General

Regulations require certain elements of structure to have fire resistance. Whether or not an element requires fire resistance depends upon such things as size, use of building and the function of the element.

When exposed to fire all commonly used structural materials lose some of their strength. Heavily loaded steel will lose its design margin of safety at temperatures around 550°C regardless of the grade of steel.

Where structural steel members are required to have fire resistance, they can be protected by applying insulating materials. In considering any fire protection system it is important to distinguish between profile, box and solid methods of application.

Calculation

Methods of assessing the performance of fire protection materials have been developed which enable the thickness of protection for a wide range of situations to be predicted. The procedure is in two parts. Firstly, a carefully designed program of fire tests is carried out on both loaded and unloaded specimens and, secondly, a mathematical procedure is applied to the results of the tests which enable predictions of required thickness to be made. These programs of tests are designed to determine both the insulation characteristics of a fire protection material and its physical performance under fire conditions for a range of steel sizes.

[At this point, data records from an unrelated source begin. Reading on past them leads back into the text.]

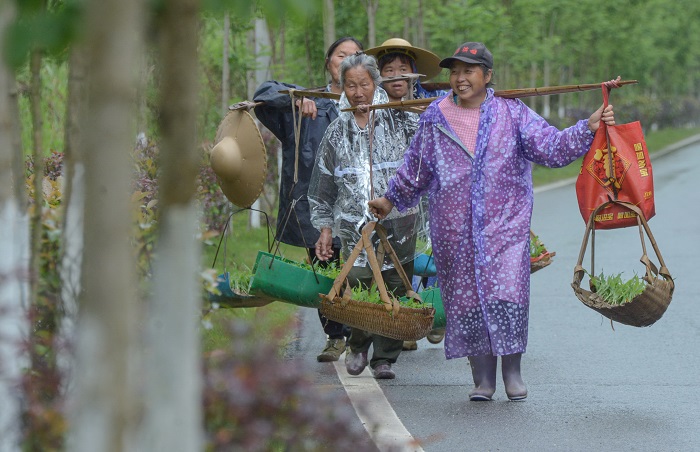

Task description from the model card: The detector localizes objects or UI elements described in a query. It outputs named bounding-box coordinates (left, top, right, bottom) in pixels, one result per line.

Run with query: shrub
left=204, top=321, right=373, bottom=452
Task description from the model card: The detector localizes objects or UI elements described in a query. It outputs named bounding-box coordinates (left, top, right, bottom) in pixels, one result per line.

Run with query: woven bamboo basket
left=571, top=201, right=675, bottom=327
left=530, top=231, right=557, bottom=274
left=319, top=221, right=435, bottom=341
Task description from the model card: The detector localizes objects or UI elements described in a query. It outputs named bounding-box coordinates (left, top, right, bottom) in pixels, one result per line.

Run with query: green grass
left=532, top=127, right=700, bottom=187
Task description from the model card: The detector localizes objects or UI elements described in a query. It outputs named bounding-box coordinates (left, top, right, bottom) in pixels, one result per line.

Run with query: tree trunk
left=365, top=0, right=379, bottom=48
left=323, top=0, right=336, bottom=49
left=29, top=49, right=44, bottom=303
left=527, top=60, right=537, bottom=110
left=0, top=2, right=29, bottom=451
left=143, top=0, right=203, bottom=451
left=221, top=11, right=231, bottom=118
left=542, top=57, right=552, bottom=119
left=66, top=0, right=144, bottom=452
left=59, top=40, right=87, bottom=384
left=414, top=0, right=428, bottom=48
left=403, top=0, right=414, bottom=41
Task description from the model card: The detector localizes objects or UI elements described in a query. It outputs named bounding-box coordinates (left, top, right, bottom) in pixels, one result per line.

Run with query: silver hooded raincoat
left=308, top=87, right=429, bottom=270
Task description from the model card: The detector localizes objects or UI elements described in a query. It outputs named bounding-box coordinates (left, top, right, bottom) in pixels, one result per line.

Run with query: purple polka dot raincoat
left=385, top=88, right=593, bottom=359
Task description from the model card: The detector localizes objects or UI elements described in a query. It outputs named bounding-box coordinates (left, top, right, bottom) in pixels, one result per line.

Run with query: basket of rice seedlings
left=321, top=222, right=435, bottom=341
left=571, top=201, right=675, bottom=327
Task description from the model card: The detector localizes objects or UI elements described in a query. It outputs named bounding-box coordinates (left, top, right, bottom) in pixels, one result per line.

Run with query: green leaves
left=2, top=0, right=82, bottom=70
left=530, top=235, right=547, bottom=257
left=586, top=271, right=646, bottom=306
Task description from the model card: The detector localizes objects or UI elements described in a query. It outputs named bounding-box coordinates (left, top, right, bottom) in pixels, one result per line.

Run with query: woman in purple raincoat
left=369, top=42, right=615, bottom=400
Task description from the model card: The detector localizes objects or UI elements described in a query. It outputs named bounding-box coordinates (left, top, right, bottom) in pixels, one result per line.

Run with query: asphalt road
left=290, top=142, right=700, bottom=451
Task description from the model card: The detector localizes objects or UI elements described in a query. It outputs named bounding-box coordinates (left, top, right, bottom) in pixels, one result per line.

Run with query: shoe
left=374, top=364, right=396, bottom=380
left=316, top=339, right=345, bottom=363
left=345, top=349, right=367, bottom=375
left=426, top=328, right=445, bottom=344
left=469, top=355, right=498, bottom=402
left=469, top=388, right=493, bottom=402
left=501, top=353, right=527, bottom=401
left=403, top=341, right=418, bottom=350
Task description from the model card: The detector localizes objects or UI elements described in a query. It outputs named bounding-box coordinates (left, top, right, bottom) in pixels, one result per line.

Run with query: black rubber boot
left=501, top=353, right=527, bottom=400
left=469, top=355, right=498, bottom=401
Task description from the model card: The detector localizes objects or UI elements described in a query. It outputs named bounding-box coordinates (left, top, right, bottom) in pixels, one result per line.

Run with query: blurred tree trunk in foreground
left=144, top=0, right=203, bottom=451
left=58, top=43, right=88, bottom=380
left=0, top=2, right=29, bottom=452
left=67, top=0, right=144, bottom=446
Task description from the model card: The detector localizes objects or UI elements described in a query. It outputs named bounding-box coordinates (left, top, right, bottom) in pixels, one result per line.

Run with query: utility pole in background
left=248, top=18, right=272, bottom=228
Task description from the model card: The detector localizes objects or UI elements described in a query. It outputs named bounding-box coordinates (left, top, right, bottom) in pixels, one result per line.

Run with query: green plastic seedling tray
left=250, top=251, right=333, bottom=309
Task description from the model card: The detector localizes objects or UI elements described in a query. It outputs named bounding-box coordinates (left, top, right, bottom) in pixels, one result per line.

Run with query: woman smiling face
left=450, top=61, right=491, bottom=108
left=343, top=66, right=376, bottom=107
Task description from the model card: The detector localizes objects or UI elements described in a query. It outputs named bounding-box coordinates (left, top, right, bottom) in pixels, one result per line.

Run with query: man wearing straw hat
left=369, top=42, right=615, bottom=401
left=365, top=38, right=445, bottom=350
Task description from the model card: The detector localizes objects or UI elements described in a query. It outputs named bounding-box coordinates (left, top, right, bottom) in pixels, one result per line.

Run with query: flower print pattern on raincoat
left=308, top=87, right=429, bottom=270
left=385, top=88, right=593, bottom=359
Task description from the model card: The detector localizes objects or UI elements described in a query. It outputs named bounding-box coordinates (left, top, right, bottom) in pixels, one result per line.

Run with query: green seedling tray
left=404, top=287, right=447, bottom=329
left=250, top=251, right=333, bottom=309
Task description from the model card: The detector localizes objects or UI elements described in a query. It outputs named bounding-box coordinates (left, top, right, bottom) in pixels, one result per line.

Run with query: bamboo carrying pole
left=343, top=80, right=637, bottom=111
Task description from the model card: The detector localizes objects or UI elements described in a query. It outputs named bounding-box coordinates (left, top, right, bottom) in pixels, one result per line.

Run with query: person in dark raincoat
left=369, top=42, right=615, bottom=400
left=253, top=36, right=362, bottom=362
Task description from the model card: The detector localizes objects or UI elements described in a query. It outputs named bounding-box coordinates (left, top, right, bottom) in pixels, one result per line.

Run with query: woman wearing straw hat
left=369, top=42, right=615, bottom=401
left=365, top=38, right=445, bottom=102
left=308, top=53, right=427, bottom=379
left=365, top=38, right=445, bottom=350
left=253, top=36, right=362, bottom=362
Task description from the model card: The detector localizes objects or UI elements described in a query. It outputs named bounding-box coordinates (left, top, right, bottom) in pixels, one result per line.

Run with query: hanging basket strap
left=375, top=223, right=423, bottom=302
left=573, top=199, right=675, bottom=292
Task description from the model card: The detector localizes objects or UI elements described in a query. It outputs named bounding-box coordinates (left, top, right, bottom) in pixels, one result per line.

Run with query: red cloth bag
left=576, top=83, right=656, bottom=229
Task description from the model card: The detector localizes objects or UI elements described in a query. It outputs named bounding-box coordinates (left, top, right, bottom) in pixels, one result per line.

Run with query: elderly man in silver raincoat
left=308, top=53, right=428, bottom=379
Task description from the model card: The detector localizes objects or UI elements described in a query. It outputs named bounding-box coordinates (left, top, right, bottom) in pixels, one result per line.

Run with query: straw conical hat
left=365, top=38, right=442, bottom=81
left=209, top=110, right=267, bottom=207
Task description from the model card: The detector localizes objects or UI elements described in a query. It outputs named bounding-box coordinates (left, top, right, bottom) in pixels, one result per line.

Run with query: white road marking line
left=333, top=354, right=423, bottom=452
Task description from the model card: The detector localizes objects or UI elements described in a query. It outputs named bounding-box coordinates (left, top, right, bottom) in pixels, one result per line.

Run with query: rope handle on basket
left=599, top=80, right=620, bottom=200
left=325, top=221, right=420, bottom=314
left=572, top=199, right=675, bottom=292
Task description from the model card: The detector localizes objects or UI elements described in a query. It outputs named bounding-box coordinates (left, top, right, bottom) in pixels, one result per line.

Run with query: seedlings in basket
left=586, top=271, right=646, bottom=306
left=530, top=235, right=546, bottom=257
left=294, top=262, right=343, bottom=279
left=352, top=283, right=425, bottom=309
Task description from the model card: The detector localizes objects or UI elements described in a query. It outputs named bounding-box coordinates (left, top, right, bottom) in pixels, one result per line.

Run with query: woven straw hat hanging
left=209, top=110, right=267, bottom=208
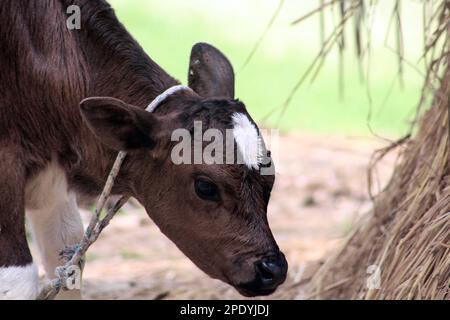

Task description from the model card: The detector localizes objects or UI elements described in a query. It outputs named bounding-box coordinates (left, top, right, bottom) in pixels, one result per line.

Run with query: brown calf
left=0, top=0, right=287, bottom=299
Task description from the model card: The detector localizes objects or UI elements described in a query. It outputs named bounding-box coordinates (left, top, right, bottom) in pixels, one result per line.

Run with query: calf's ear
left=80, top=97, right=159, bottom=151
left=188, top=43, right=234, bottom=99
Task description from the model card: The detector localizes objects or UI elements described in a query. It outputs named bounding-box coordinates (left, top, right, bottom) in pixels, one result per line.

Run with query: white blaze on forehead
left=0, top=263, right=38, bottom=300
left=232, top=112, right=262, bottom=169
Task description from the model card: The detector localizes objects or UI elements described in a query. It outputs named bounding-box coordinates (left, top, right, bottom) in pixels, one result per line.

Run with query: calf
left=0, top=0, right=287, bottom=299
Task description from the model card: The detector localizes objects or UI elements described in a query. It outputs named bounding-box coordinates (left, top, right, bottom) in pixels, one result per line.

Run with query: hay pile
left=307, top=63, right=450, bottom=300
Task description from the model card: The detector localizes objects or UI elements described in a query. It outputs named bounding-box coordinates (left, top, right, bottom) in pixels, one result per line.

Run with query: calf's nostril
left=256, top=261, right=276, bottom=282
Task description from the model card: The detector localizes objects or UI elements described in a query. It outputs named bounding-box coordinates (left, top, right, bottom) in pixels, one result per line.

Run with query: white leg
left=27, top=165, right=83, bottom=299
left=0, top=263, right=38, bottom=300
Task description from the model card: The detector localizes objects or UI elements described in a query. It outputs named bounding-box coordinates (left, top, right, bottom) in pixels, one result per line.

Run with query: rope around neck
left=37, top=85, right=192, bottom=300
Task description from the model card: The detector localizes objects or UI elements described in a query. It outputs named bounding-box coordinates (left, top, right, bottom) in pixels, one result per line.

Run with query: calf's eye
left=194, top=179, right=220, bottom=201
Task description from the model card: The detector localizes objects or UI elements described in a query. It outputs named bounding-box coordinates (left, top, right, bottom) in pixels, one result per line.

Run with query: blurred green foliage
left=110, top=0, right=423, bottom=138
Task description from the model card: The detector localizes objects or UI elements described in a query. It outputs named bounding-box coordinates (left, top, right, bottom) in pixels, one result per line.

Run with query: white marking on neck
left=232, top=112, right=262, bottom=169
left=0, top=263, right=39, bottom=300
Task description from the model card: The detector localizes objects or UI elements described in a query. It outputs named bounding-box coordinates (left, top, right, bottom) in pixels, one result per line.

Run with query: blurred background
left=34, top=0, right=423, bottom=299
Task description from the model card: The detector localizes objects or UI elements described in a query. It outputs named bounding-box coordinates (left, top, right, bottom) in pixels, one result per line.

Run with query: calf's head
left=81, top=44, right=287, bottom=296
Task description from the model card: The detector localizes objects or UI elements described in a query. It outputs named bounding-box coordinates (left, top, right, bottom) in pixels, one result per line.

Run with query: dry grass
left=308, top=64, right=450, bottom=300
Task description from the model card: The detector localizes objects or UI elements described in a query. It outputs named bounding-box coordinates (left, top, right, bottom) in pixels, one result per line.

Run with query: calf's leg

They generate the maximum amount of data from a minimum number of tests. (ENV13381-4)

Using fire design codes such as the Structural Eurocodes, EC3–1.2 and EC4-1.2, designated EN 1993-1.2 and 1994-1.2, the load on the structure at the time of the fire can be calculated by treating it as an accidental limit state. If used, this will allow designers to specify to the protection contractor a limiting or failure temperature for a given structural section.

The protection contractor will then be able to use the required thickness of material to ensure that the steel section does not exceed this temperature, within the fire resistance period. This process could be simplified by the designer specifying a maximum steel temperature, based on the worst case, for all beams or columns on one floor level.

Thicknesses are given for a range of steel temperatures. It is the responsibility of the design engineer, using design codes such as ENV1993-1-2, to specify the appropriate limiting steel temperatures.

Steel columns and beams

The rate of increase in temperature of a steel cross-section is determined by the ratio of the heated surface area (A) to the volume (V). This ratio, A/V, has units of m-1 and is known as the "Section Factor". Members with low Section Factors will heat up more slowly.

A steel section with a large surface area (A) (m²/m) will receive more heat than one with a smaller surface area. Also, the greater the volume (V) (m³/m) of the section, the greater is the heat sink. It follows therefore, that a small thick section will be slower to increase in temperature than a large thin one.

The Section Factor (A/V) is thus a measure of the rate at which a section will heat up in a fire and the higher its value, the greater will be the protection thickness required. In calculating the Section Factor values the full volume, V, is used whether the section is exposed on three or four sides as the whole of the steel section will be receiving heat. A, however, is the exposed surface area and that depends on the configuration of the fire protection.